Malgré tout, la Suède un bon élève de Maastricht
Si l’adoption de l’euro est avant tout une décision politique, il n’en reste pas moins que la mesure a des répercussions économiques sur le pays l’adoptant et sur la zone euro. En ce qui concerne la Suède, le pays satisfait déjà l’ensemble des critères de Maastricht (sauf celui concernant son appartenance au MCE II). Selon la Banque centrale européenne, en 2022, le royaume disposait d’une inflation de 3,7% du PIB (contre un maximum de 4,9), d’un déficit annuel de 0,3% (contre un maximum de 3%) et d’un taux de change de 3,2% par rapport à l’euro (le maximum autorisé étant de 15%). Bref, la Suède est meilleur élève que le nouvel État membre de la zone euro, la Croatie, qui bien que faisant part du MCE II ne validait pas l’ensemble des critères de convergence.
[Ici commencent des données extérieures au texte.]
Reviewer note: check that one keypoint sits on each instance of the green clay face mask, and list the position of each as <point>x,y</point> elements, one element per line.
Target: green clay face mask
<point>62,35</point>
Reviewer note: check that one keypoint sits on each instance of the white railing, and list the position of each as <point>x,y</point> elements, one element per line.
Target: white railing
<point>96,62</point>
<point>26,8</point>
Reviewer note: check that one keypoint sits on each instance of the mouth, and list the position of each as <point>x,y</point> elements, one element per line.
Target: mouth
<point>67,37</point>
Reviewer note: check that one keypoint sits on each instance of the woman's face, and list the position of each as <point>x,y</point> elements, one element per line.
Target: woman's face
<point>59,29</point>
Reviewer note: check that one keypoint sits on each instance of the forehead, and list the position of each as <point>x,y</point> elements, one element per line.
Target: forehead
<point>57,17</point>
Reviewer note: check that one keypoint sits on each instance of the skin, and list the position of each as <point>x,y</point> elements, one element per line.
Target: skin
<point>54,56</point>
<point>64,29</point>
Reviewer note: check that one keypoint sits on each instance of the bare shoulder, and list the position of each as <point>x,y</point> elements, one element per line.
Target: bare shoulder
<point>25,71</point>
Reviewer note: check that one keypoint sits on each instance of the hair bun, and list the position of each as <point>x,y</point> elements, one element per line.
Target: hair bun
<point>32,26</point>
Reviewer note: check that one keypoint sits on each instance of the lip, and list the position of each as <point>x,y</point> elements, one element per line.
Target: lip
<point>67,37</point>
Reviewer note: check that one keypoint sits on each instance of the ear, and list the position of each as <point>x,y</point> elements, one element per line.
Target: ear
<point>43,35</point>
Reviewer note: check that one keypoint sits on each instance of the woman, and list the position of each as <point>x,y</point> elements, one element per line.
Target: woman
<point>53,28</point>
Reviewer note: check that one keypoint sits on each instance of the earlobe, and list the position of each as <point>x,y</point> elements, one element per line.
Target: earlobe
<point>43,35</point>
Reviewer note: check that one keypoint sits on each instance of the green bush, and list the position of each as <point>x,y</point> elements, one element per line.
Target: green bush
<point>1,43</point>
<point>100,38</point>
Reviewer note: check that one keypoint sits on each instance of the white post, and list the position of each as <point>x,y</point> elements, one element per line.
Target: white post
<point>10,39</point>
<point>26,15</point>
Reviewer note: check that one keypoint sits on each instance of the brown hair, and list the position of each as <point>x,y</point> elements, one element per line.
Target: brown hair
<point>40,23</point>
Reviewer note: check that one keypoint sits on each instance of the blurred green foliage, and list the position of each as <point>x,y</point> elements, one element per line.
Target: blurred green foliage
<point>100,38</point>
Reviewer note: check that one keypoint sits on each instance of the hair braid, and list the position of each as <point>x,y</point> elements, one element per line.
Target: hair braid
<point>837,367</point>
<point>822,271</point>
Si l’euroscepticisme est historiquement plus élevé en Scandinavie, et plus particulièrement en Suède, les crises contemporaines font bouger les lignes partout sur le Vieux Continent. Ces dernières n’épargnent pas Stockholm qui pourrait dans les prochaines années, et cela malgré une participation active de l’extrême droite au gouvernement, décider d’adopter la monnaie unique dans un esprit de meilleure intégration européenne et de pragmatisme face à une destiné commune qui se joue également sur le terrain économique.